Cat and Mouse by Gunter Grass

Cat and Mouse by Gunter Grass

Author:Gunter Grass [Grass, Gunter]
Language: eng
Format: epub
Published: 2012-11-05T20:16:02+00:00


Chapter

VIII

The investigation dragged on, ruining our Saturday afternoon and bringing no results. I remember few details and those are hardly worth talking about, for I had to keep an eye on Mahlke and his necktie, whose knot he periodically tried to push up higher; but for Mahlke's purposes a hook would have been needed. No, you were beyond help.

But what of the lieutenant commander? The question seems hardly worth asking, but it can be answered in few words. He was not present at the afternoon investigation, and it may well have been true, as unconfirmed rumors had it, that he spent the afternoon with his fiancée, looking through the city's three or four medal shops. Somebody in our class claimed to have seen him on Sunday at the Four Seasons Café, sitting with his fiancée and her parents, and allegedly nothing was missing between his collarbones: the visitors to the café may have noticed, with a certain awe, who was sitting there in their midst, trying his well-mannered best to cut the recalcitrant cake of the third war year with a fork.

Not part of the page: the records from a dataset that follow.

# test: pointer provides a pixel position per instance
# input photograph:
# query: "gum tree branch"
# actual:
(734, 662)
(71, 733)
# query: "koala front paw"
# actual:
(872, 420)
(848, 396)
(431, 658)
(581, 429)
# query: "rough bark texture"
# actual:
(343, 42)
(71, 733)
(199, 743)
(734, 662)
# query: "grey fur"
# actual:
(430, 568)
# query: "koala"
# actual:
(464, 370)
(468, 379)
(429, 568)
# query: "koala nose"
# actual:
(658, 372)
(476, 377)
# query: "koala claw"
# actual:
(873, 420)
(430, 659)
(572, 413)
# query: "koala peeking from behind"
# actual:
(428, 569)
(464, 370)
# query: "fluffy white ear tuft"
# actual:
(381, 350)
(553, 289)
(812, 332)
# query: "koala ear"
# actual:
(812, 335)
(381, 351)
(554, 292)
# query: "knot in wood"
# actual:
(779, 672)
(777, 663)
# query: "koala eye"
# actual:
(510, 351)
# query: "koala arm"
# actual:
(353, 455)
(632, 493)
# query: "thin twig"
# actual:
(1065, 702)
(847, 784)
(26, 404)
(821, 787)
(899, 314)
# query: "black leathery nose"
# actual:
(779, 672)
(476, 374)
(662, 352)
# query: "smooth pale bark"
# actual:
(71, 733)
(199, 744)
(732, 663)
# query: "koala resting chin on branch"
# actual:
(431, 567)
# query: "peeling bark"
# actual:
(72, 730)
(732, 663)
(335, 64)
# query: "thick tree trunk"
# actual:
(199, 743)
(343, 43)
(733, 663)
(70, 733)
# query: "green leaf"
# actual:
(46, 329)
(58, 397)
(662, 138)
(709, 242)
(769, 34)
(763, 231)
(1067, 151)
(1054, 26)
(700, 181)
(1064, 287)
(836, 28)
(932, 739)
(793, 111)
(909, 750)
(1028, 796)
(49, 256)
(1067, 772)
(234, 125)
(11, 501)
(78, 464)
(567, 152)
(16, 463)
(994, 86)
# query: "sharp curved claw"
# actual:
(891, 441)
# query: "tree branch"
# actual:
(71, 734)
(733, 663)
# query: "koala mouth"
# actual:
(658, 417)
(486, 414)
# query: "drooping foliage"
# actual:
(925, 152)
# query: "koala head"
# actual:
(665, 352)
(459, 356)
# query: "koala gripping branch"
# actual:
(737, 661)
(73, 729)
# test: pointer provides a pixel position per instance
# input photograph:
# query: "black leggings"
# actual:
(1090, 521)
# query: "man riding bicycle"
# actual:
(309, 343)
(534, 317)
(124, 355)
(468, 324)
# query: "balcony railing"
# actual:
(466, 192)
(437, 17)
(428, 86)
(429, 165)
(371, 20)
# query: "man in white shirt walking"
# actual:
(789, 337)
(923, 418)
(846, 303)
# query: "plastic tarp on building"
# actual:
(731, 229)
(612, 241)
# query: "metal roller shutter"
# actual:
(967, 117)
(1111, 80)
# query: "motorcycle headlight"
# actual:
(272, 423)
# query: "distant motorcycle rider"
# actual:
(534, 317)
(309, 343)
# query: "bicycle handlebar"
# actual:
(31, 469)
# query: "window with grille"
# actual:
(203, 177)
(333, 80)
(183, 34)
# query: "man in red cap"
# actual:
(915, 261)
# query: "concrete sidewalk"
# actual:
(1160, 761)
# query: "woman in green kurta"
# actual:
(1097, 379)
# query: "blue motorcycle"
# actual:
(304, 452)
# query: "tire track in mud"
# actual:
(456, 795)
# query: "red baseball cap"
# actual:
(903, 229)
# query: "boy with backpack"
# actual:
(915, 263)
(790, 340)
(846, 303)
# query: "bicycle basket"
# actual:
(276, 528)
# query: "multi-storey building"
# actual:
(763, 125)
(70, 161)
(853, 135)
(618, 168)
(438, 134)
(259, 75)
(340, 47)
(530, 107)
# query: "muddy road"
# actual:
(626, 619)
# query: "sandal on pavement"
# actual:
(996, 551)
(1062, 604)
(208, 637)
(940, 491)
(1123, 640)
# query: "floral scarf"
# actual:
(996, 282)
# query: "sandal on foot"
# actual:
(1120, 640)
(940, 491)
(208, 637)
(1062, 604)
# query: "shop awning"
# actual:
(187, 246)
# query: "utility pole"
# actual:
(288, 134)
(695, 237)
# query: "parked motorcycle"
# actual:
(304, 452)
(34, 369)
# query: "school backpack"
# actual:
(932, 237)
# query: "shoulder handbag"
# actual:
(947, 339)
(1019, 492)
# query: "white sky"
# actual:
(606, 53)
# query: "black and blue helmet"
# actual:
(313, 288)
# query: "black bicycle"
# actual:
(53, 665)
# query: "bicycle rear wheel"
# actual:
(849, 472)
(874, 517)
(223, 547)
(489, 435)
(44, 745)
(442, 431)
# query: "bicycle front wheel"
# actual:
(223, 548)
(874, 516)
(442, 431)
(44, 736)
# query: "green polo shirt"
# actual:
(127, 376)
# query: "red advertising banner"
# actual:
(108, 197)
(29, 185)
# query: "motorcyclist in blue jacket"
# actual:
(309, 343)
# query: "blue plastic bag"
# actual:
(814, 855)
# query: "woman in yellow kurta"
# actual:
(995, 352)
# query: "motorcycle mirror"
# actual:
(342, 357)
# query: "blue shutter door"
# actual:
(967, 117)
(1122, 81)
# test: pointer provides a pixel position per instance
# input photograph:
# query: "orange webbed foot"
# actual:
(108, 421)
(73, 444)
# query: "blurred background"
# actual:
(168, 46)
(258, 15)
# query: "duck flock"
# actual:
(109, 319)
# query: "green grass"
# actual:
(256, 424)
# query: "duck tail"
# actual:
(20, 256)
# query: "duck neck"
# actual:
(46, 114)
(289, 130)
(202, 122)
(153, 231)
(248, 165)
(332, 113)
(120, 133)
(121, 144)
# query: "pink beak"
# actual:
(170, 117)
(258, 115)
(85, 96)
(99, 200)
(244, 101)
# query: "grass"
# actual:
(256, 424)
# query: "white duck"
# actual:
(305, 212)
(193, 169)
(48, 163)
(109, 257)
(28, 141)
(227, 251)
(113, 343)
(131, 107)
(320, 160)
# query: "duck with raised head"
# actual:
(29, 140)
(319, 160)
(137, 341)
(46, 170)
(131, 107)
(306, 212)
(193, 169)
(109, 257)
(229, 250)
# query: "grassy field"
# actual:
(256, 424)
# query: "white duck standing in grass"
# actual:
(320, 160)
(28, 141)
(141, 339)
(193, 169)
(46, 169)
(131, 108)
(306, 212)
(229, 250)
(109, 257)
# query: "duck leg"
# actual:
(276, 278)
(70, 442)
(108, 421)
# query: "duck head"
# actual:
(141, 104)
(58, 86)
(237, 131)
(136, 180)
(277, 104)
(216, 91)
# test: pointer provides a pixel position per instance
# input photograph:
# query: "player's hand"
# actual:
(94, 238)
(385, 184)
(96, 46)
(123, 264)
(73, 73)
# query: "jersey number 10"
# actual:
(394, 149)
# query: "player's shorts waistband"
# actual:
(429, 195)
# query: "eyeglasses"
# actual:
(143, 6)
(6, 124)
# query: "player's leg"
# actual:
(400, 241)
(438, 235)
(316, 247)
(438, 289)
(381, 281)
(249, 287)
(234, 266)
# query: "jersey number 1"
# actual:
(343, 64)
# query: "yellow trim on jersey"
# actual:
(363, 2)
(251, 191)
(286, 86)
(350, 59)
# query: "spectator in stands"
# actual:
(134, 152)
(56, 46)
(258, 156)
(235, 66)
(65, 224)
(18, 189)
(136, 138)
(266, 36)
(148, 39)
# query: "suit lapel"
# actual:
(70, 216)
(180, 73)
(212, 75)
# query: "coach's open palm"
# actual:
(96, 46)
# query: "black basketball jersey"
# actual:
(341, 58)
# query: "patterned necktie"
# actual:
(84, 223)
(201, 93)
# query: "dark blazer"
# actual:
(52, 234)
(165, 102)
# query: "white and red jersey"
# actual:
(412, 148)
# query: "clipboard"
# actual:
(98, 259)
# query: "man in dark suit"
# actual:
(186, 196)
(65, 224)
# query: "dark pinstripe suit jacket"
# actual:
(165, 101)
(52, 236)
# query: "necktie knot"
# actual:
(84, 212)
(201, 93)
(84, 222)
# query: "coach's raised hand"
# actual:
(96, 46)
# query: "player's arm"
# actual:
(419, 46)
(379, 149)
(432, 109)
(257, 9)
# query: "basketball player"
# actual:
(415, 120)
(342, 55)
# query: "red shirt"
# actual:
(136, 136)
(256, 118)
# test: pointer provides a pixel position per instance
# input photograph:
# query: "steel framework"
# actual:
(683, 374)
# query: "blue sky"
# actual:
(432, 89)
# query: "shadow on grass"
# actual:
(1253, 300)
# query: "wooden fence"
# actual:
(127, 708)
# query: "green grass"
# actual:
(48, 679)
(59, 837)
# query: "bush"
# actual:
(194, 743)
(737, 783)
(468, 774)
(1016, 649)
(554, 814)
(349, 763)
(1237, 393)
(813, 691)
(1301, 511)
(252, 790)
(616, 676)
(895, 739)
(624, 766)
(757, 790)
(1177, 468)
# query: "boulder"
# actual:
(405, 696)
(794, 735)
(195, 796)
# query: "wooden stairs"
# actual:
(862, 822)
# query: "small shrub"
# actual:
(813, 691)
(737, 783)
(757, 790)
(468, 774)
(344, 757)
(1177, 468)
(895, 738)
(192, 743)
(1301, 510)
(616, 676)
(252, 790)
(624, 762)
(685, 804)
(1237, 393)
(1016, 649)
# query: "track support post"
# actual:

I didn't go to the café that Sunday. I had promised Father Gusewski to serve as his altar boy at early Mass. Shortly after seven Mahlke came in with his bright necktie and was unable, despite the aid of the usual five little old women, to dispel the emptiness of the former gymnasium. He received communion as usual on the outer left. The previous evening, immediately after the investigation at school, he must have come to St. Mary's Chapel and confessed; or perhaps, for one reason or another, you whispered into Father Wiehnke's ear at the Church of the Sacred Heart.

Gusewski kept me, inquired after my brother, who was fighting in Russia, or maybe he had stopped fighting, for there had been no news of him for several weeks. Once again I had ironed and starched all the altar covers and the alb, and it is perfectly possible that he gave me a roll or two of raspberry drops; what I know for sure is that Mahlke was gone when I left the sacristy. He must have been one car ahead of me. On Max-Halbe-Platz I boarded the trailer of a No. 9 car. Schilling jumped on at Magdeburger Strasse after the car had gathered considerable speed. We spoke of something entirely different. Maybe I offered him some of Father Gusewski's raspberry drops. Between Saspe Manor and Saspe Cemetery, we overtook Hotten Sonntag. He was riding a lady's bicycle and carrying the little Pokriefke girl astraddle on the baggage rack. The spindly little thing's thighs were still as smooth as frogs' legs, but she was no longer flat all over. The wind showed that her hair had grown longer.

We had to wait at the Saspe siding for the car coming from the opposite direction, and Hotten Sonntag and Tulla passed us. At the Brösen stop the two of them were waiting. The bicycle was leaning against a waste-paper basket provided by the beach administration.